Example 6 Separation of IFN-αA and Met-IFN-αA by FPLC: IFN-obtained by the method described in Reference Example 3.
0.12M Sodium Chloride-0.025M Ammonium Acetate Buffer (pH) containing unglycosylated human interferon αA, which is a mixture of αA and Met-IFN-αA.
5.0) (protein concentration, 2.96 mg / ml) 1.0 ml (2.96 m
g) 0.025M imidazole-hydrochloric acid buffer solution (pH 6.7)
It was desalted by placing it on a PD-10 column (1.5 × 5 cm, manufactured by Pharmacia) equilibrated with. The eluate (protein concentration, 1.58 mg / ml) 1.5 ml (2.37 mg) containing the non-glycosylated human interferon αA thus obtained was added with 0.025 M imidazole-hydrochloric acid buffer (pH 6.7). Place on the equilibrated mono-P column for FPLC (0.5 × 20 cm, manufactured by Pharmacia), and then adsorb on the mono-P column using 10% (V / V) polybuffer 74-hydrochloric acid buffer (pH 5.5). The protein was eluted. The FPLC was performed at room temperature at a flow rate of 30 ml / h. As a result, as shown in FIG. 8, it was separated as a peak I eluted at pH 5.6 and a peak II eluted at pH 5.4. Therefore, after collecting these, high-performance liquid chromatography using a trifluoroacetic acid-acetonitrile system as an elution solvent was performed in order to remove the polybuffer used in FPLC. Column, Ultrapore RPSC (1.0 × 25 cm, manufactured by Altex); Column temperature, 30 ° C .; Elution solvent A, 0.1% trifluoroacetic acid-99.9% water; Elution solvent B, 0.1% Trifluoroacetic acid-99.9% acetonitrile; elution program, 0 min (60% A + 40% B) -45 min (45% A + 5
5% B) -46 min (60% A + 40% B); elution rate 3.0
ml / min. The solutions obtained by this chromatography were each freeze-dried to obtain a white powder. FPLC
Obtained from peak I and peak II in
They were named PI and PII, respectively. The PI yield is 0.
723 mg (24.4%), PII yield 0.945 mg (31.
9%).

Next, the obtained PI and PII were subjected to protein chemical analysis. After reducing carboxymethylated PI and PII, 40 μg (2.1 nmol) of each was used, and the amino terminal amino acid sequences of PI and PII were determined by an automated Edman degradation method using a gas phase protein sequencer (Applied Biosystems type 470A). It was determined. Phenylthiohydantoin amino acid (PTH-
Amino acids) were identified by high performance liquid chromatography using a Micropack SP-C18 column (manufactured by Varian). The PTH-amino acids detected in each step are shown in [Table 3].

[0034]

[Table 3]

The carboxyl terminal amino acid was analyzed in the same manner as in Example 1. As a result, only glutamate was detected in both PI and PII, and the recoveries were 12.5% and 14.3%, respectively. The results of amino acid composition analysis performed in the same manner as in Example 1 are shown in [Table 4]. From the results of amino terminal amino acid sequence analysis and amino acid composition analysis, P
I is a molecular species represented by X = methionine residue in [Fig. 2]
It was confirmed that (Met-IFN-αA) and PII each contain a molecular species (IFN-αA) represented by X = hydrogen atom in FIG. 2 in a purity of 98% or more.

[0036]

[Table 4]

The ampholine PAG plate (L
As a result of measuring the isoelectric points of PI and PII using a product manufactured by KB Co., the isoelectric point of PI (Met-IFN-αA) was 6.3 PI.
The isoelectric point of I (IFN-αA) was calculated to be 6.2.

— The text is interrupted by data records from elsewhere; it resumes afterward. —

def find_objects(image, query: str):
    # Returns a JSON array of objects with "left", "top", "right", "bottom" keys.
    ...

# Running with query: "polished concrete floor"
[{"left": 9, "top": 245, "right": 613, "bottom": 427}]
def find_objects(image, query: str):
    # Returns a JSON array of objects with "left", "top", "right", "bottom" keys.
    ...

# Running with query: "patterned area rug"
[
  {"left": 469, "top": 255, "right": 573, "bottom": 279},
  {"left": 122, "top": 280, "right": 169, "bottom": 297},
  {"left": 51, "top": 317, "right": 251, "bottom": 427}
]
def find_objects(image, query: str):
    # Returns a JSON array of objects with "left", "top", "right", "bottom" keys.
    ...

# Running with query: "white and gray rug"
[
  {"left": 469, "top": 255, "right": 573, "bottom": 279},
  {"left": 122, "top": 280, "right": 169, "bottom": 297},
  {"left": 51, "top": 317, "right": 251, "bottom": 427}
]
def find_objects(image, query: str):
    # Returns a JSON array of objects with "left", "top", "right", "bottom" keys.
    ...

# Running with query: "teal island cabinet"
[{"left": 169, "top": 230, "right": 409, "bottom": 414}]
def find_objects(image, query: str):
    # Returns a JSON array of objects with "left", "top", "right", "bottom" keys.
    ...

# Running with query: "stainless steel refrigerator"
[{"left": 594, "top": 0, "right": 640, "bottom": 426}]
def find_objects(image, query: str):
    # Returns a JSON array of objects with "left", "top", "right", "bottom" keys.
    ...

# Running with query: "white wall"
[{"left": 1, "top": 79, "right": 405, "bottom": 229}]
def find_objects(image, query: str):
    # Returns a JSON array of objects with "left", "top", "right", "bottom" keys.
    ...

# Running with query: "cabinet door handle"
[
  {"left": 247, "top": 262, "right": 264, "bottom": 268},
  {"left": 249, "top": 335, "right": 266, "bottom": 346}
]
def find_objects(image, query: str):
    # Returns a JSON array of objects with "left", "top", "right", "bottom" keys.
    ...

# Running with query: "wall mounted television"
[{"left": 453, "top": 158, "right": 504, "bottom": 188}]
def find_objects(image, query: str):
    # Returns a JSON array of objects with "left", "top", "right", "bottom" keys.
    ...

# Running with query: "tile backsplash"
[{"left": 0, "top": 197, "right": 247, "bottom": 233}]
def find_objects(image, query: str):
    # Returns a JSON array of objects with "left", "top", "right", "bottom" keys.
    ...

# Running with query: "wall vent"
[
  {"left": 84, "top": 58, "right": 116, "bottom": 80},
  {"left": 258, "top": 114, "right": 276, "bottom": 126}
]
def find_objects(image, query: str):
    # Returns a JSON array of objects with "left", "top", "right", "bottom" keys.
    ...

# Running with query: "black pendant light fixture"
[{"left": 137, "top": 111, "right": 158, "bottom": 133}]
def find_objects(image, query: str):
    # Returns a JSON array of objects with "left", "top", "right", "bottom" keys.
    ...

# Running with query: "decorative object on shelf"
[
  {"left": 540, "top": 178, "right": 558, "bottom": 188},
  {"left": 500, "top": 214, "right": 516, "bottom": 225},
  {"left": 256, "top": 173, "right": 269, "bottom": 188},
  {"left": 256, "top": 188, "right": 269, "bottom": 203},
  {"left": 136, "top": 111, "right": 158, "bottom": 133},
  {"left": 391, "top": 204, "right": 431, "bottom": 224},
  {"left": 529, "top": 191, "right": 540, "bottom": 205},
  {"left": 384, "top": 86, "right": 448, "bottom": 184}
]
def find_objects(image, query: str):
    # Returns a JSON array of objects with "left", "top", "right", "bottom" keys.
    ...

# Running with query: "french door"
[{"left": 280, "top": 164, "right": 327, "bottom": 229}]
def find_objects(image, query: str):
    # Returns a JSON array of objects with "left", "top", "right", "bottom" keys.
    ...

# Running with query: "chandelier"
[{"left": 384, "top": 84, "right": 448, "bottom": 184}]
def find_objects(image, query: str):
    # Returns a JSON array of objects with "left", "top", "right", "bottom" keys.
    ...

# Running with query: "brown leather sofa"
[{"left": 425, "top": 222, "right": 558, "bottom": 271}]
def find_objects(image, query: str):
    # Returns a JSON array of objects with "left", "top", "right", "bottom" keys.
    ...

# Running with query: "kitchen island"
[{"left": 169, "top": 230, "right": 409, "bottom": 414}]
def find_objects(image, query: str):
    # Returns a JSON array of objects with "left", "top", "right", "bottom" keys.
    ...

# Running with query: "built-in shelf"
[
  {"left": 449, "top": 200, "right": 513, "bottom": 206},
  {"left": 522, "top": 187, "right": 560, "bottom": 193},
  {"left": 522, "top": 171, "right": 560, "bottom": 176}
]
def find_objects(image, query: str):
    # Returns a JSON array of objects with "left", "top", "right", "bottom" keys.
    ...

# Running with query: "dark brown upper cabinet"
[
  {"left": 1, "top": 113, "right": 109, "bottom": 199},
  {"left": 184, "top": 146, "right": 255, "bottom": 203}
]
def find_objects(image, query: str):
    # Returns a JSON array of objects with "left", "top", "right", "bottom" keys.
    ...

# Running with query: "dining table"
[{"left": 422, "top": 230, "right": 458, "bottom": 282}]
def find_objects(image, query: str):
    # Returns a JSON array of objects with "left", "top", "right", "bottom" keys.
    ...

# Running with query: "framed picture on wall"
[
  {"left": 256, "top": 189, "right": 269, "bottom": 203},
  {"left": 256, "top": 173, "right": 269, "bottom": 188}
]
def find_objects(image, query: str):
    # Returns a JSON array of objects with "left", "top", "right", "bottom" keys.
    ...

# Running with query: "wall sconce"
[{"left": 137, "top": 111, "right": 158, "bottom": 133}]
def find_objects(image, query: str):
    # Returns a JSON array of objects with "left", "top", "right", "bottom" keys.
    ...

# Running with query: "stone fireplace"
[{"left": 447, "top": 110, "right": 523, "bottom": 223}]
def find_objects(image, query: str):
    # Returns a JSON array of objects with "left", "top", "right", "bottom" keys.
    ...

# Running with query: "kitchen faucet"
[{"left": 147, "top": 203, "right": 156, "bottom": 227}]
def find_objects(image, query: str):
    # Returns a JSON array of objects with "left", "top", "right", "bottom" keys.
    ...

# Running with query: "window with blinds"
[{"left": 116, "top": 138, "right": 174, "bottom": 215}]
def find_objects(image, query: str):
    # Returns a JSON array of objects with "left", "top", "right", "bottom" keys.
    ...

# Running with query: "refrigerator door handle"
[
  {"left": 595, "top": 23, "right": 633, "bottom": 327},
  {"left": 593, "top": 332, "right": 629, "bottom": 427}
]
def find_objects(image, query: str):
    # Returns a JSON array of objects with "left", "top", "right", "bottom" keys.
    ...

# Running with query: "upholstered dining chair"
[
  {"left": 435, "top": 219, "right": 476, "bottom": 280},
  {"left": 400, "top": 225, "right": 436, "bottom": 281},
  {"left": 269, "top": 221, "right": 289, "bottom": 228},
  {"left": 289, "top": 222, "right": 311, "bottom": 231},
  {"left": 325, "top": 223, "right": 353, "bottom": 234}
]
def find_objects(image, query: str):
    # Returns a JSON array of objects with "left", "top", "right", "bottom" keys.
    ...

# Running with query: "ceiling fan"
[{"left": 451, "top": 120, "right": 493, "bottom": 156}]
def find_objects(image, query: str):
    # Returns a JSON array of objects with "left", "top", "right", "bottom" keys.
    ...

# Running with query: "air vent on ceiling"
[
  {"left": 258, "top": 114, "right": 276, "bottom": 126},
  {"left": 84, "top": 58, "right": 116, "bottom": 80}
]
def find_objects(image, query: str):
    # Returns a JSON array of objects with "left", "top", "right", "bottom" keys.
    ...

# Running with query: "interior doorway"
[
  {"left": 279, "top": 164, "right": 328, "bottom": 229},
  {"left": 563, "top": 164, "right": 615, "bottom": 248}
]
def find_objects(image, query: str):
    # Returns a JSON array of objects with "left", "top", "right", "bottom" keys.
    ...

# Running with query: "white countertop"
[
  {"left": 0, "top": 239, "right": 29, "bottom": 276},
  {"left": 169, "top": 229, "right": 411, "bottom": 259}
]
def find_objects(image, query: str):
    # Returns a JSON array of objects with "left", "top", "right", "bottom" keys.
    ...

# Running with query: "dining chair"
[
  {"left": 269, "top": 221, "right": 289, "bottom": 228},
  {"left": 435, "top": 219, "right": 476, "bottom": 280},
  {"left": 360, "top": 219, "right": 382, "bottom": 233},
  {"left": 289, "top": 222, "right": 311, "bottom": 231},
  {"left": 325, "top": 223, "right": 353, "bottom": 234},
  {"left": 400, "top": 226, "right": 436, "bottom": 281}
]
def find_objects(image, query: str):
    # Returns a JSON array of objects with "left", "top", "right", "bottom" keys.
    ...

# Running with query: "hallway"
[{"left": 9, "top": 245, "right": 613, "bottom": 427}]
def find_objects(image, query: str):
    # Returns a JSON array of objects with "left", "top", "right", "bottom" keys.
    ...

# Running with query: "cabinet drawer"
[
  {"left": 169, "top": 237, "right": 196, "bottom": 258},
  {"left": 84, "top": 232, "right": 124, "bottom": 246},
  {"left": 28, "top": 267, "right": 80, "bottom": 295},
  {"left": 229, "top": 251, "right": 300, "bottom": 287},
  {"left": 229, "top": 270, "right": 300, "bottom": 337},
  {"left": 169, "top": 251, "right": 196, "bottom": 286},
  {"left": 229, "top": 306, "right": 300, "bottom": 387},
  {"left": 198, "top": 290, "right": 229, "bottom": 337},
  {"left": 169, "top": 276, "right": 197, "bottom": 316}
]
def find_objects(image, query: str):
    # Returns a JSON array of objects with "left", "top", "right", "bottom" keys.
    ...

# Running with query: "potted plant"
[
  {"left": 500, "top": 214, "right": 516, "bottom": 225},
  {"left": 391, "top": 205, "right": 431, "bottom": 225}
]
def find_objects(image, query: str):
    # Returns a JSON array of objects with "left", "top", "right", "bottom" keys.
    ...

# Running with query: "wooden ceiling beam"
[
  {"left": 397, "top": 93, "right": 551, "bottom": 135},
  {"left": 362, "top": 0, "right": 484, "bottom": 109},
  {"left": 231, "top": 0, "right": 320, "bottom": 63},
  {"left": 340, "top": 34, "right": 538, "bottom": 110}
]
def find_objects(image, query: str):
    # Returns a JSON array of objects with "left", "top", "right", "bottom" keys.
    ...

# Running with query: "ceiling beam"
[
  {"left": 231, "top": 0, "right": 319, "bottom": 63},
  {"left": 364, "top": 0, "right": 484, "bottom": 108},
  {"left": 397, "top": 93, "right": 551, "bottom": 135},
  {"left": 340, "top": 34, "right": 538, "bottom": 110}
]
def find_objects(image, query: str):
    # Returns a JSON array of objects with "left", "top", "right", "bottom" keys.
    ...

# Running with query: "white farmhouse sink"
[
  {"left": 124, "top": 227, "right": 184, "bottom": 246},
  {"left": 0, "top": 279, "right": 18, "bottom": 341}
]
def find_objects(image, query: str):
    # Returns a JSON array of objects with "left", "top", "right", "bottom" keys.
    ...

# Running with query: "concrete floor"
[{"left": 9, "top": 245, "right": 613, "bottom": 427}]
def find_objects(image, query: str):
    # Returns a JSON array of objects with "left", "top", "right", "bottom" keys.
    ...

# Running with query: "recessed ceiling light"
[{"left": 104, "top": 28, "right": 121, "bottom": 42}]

Example 7 IL-2 injectable preparation: The IL-2 containing solution obtained in Example 1 was treated with 0.025M ammonium acetate buffer (pH 5.
Adsorbed under aseptic conditions on a column of CM Toyopearl (Toyo Soda Kogyo Co., Ltd.) equilibrated with 0) and eluting with the above buffer containing 0.15 M NaCl. 0.15 M NaCl in the eluate
Is added appropriately to dilute, and HSA is added to 0.5% and filtered using a membrane filter (pore size: 0.22 μm), and the obtained filtrate is aseptically dispensed in 1 ml a vials. Lyophilize to prepare IL-2 for injection. The preparation for injection is dissolved in 1 ml of distilled water for injection at the time of use.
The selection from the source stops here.